A while ago, shortly after the introduction of IFLIB and the occurence of this bug desaster, the connection from the client side (in the most prominent case an Intel i217-LM (class=0x020000 card=0x11ed1734 chip=0x153a8086 rev=0x05 hdr=0x0) NIC of a Fujitsu Celsius M740 workstation), it was possible to revive the connection by putting down and bringing up the device via "ifconfig em0 down/up". In the progress of the development, we reached a state where this procedure ends up in a total loss of the NIC in some kind and it wasn't possible to revive the NIC in anyway but the reboot of the system. On a couple of servers equipted with Intels i350 dual-port NICs I was also able to reproduce such a situation and failure by dd'ing a large amount of data from a i350-equipted client to a i350 equipted pendant server (NFSv4 both sides, FreeBSD 12-CURRENT both sides). That was a couple of weeks ago.

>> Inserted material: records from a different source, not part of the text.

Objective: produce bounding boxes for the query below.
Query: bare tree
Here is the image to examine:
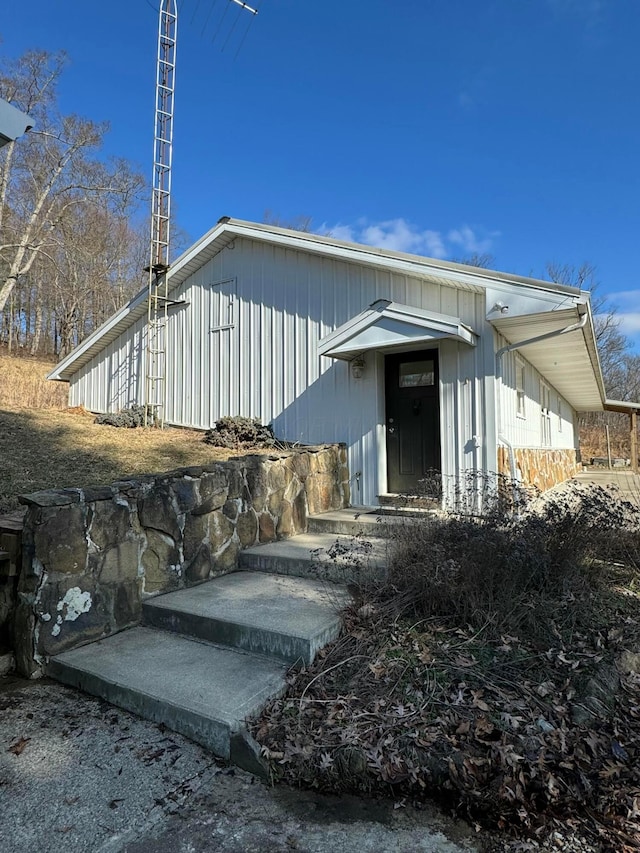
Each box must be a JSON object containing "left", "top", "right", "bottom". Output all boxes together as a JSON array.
[
  {"left": 544, "top": 261, "right": 629, "bottom": 396},
  {"left": 262, "top": 210, "right": 316, "bottom": 233},
  {"left": 0, "top": 50, "right": 145, "bottom": 321},
  {"left": 451, "top": 252, "right": 495, "bottom": 269}
]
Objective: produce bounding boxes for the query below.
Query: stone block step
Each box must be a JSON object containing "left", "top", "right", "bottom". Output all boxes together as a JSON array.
[
  {"left": 48, "top": 626, "right": 287, "bottom": 774},
  {"left": 238, "top": 532, "right": 389, "bottom": 584},
  {"left": 143, "top": 572, "right": 350, "bottom": 665}
]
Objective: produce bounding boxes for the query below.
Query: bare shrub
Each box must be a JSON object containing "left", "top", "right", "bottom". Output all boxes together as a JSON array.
[
  {"left": 94, "top": 405, "right": 152, "bottom": 428},
  {"left": 255, "top": 480, "right": 640, "bottom": 849},
  {"left": 203, "top": 416, "right": 277, "bottom": 449},
  {"left": 386, "top": 481, "right": 639, "bottom": 645},
  {"left": 391, "top": 468, "right": 537, "bottom": 518}
]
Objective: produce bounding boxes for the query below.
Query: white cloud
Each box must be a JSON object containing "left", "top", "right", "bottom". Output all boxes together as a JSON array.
[
  {"left": 604, "top": 290, "right": 640, "bottom": 347},
  {"left": 448, "top": 225, "right": 499, "bottom": 256},
  {"left": 319, "top": 217, "right": 499, "bottom": 262},
  {"left": 607, "top": 289, "right": 640, "bottom": 307},
  {"left": 618, "top": 312, "right": 640, "bottom": 336},
  {"left": 328, "top": 223, "right": 357, "bottom": 243}
]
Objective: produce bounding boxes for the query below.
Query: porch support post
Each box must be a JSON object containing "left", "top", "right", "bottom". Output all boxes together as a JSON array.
[{"left": 631, "top": 410, "right": 638, "bottom": 473}]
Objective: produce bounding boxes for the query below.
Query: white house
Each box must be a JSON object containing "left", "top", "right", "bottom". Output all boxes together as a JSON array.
[{"left": 48, "top": 217, "right": 611, "bottom": 506}]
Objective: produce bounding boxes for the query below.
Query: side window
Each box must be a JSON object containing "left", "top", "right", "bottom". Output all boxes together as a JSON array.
[
  {"left": 515, "top": 357, "right": 526, "bottom": 418},
  {"left": 541, "top": 381, "right": 551, "bottom": 446},
  {"left": 210, "top": 277, "right": 236, "bottom": 331}
]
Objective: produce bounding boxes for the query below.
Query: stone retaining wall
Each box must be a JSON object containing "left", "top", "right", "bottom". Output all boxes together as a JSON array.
[
  {"left": 13, "top": 444, "right": 349, "bottom": 676},
  {"left": 498, "top": 446, "right": 581, "bottom": 493}
]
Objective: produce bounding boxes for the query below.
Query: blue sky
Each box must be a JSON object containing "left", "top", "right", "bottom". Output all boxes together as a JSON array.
[{"left": 2, "top": 0, "right": 639, "bottom": 348}]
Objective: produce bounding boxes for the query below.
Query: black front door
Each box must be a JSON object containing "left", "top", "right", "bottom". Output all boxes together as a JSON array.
[{"left": 385, "top": 349, "right": 441, "bottom": 494}]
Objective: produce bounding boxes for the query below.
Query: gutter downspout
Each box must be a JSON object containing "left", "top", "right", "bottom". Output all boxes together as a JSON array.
[{"left": 494, "top": 311, "right": 589, "bottom": 511}]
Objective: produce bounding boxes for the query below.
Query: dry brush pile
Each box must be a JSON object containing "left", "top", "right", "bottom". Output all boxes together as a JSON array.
[{"left": 253, "top": 482, "right": 640, "bottom": 852}]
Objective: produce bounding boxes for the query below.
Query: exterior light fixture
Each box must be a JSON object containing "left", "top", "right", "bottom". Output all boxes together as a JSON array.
[
  {"left": 492, "top": 301, "right": 509, "bottom": 315},
  {"left": 351, "top": 355, "right": 365, "bottom": 379}
]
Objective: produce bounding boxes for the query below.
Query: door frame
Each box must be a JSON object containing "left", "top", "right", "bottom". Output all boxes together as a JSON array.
[{"left": 382, "top": 346, "right": 442, "bottom": 496}]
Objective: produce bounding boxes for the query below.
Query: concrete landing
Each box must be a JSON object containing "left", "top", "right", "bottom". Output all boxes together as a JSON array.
[
  {"left": 143, "top": 571, "right": 350, "bottom": 665},
  {"left": 238, "top": 531, "right": 389, "bottom": 584},
  {"left": 48, "top": 626, "right": 287, "bottom": 772},
  {"left": 574, "top": 470, "right": 640, "bottom": 506},
  {"left": 307, "top": 506, "right": 438, "bottom": 537},
  {"left": 307, "top": 507, "right": 391, "bottom": 537}
]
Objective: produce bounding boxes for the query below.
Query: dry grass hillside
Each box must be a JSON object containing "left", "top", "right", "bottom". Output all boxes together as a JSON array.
[
  {"left": 0, "top": 352, "right": 69, "bottom": 410},
  {"left": 0, "top": 353, "right": 232, "bottom": 514}
]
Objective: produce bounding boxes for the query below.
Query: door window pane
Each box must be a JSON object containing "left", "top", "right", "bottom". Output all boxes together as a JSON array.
[{"left": 399, "top": 360, "right": 435, "bottom": 387}]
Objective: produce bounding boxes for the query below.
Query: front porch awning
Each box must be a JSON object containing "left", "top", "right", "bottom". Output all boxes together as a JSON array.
[
  {"left": 318, "top": 299, "right": 477, "bottom": 360},
  {"left": 490, "top": 306, "right": 604, "bottom": 412}
]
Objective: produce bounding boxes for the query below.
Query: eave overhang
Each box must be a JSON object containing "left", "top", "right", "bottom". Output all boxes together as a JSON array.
[
  {"left": 318, "top": 299, "right": 477, "bottom": 361},
  {"left": 490, "top": 306, "right": 605, "bottom": 412}
]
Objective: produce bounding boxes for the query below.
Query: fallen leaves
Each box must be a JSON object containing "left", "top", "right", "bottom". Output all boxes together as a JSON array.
[
  {"left": 253, "top": 595, "right": 640, "bottom": 851},
  {"left": 8, "top": 736, "right": 29, "bottom": 756}
]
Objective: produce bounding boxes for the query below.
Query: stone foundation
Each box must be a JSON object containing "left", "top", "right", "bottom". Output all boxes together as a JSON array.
[
  {"left": 13, "top": 444, "right": 349, "bottom": 676},
  {"left": 498, "top": 446, "right": 581, "bottom": 493}
]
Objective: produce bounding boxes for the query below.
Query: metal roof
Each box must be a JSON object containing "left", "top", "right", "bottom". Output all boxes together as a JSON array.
[
  {"left": 318, "top": 299, "right": 477, "bottom": 360},
  {"left": 491, "top": 307, "right": 605, "bottom": 411},
  {"left": 48, "top": 217, "right": 593, "bottom": 383}
]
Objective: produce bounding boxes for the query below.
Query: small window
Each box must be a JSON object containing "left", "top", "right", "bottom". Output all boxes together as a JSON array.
[
  {"left": 399, "top": 360, "right": 435, "bottom": 387},
  {"left": 515, "top": 358, "right": 526, "bottom": 418},
  {"left": 541, "top": 382, "right": 551, "bottom": 446}
]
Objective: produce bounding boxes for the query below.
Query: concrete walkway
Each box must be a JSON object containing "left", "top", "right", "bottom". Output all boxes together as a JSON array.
[
  {"left": 0, "top": 679, "right": 480, "bottom": 853},
  {"left": 574, "top": 469, "right": 640, "bottom": 505}
]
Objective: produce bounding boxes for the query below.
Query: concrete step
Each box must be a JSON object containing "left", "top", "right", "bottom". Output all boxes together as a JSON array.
[
  {"left": 238, "top": 531, "right": 389, "bottom": 584},
  {"left": 307, "top": 507, "right": 392, "bottom": 537},
  {"left": 307, "top": 507, "right": 439, "bottom": 538},
  {"left": 48, "top": 626, "right": 287, "bottom": 774},
  {"left": 143, "top": 571, "right": 350, "bottom": 665},
  {"left": 378, "top": 493, "right": 440, "bottom": 510}
]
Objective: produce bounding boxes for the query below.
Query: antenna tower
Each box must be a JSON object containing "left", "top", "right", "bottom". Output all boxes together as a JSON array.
[
  {"left": 144, "top": 1, "right": 258, "bottom": 427},
  {"left": 145, "top": 0, "right": 177, "bottom": 427}
]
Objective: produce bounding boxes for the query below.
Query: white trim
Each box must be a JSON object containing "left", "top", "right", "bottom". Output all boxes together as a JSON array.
[
  {"left": 318, "top": 299, "right": 477, "bottom": 360},
  {"left": 515, "top": 356, "right": 526, "bottom": 419},
  {"left": 540, "top": 380, "right": 552, "bottom": 447}
]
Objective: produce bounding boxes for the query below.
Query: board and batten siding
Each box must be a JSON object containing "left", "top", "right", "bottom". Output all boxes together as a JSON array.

Now the situation has grown further nasty.

While syncing large amounts of data between a FreeBSD 12-CURRENT client and a server (most recent OS versions as depicted above, client mounts NFSv4 share via autofs, which is built-in into the kernel), which is a large poudriere repository built on the creator machine and then synced via rsync to the repository-delivering host, the connection gets terminated on the client side. 

This time, the NIC on the client seems to be alive, because I can ping other hosts. Hitting "Ctrl-T" on the terminal from which I initiated the syncing process, I get either 

load: 0.34  cmd: rsync 13468 [nfsaio] 101.43r 0.00u 29.36s 0% 2089k

or, after I tried to restart automount on client-side as well as mountd on the server side

load: 0.22  cmd: rsync 23467 [nfsreq] 2364.43r 0.00u 39.11s 0% 3076k.

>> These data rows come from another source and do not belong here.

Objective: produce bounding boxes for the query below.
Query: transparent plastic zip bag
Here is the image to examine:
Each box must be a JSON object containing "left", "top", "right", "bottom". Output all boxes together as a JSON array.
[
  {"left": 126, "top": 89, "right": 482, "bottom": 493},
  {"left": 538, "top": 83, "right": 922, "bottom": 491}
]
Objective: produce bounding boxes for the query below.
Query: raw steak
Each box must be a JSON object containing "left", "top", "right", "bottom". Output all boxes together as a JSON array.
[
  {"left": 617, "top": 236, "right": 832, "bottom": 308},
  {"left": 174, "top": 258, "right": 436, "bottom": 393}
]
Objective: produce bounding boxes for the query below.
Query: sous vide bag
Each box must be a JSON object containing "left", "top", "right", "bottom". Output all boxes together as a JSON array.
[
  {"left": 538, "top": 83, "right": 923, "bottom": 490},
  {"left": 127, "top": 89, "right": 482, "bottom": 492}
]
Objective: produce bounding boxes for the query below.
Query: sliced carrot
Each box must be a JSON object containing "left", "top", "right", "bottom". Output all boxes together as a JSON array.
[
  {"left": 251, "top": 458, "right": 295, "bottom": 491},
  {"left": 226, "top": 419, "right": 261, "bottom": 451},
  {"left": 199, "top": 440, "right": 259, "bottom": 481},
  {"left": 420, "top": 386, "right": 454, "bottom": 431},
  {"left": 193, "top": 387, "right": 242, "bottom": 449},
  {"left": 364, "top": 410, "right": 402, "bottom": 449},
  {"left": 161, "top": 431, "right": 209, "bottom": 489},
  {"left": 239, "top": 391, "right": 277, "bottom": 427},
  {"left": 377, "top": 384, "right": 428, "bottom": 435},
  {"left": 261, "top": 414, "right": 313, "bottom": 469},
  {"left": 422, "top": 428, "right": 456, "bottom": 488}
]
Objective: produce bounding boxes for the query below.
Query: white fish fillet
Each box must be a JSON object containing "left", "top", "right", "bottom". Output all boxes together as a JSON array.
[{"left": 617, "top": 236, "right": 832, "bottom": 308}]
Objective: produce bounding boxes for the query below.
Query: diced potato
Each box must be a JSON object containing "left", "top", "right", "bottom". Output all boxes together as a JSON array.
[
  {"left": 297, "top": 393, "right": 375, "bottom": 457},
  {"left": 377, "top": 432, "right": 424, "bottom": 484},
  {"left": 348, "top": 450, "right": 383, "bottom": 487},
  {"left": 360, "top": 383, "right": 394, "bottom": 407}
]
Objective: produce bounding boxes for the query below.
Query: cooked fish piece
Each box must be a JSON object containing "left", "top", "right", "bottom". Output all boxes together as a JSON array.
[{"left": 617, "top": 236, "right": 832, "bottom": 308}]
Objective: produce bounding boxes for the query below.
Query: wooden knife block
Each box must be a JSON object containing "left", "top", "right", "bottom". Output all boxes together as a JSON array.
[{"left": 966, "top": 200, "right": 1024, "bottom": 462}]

The console on the client shows

WARNING: autofs_unmount: vflush failed with error 16
nfsv4 client/server protocol prob err=10020
nfsv4 client/server protocol prob err=10020
nfsv4 client/server protocol prob err=10020

So the most intuitive procedure to reset the connection fails and I'm stuck.
Please see also Bug 219428.
Comment 1 Mark Linimon freebsd_committer freebsd_triage 2017-06-15 18:37:31 UTC
Prod sbruno in case this is actually related to changes in the network driver(s).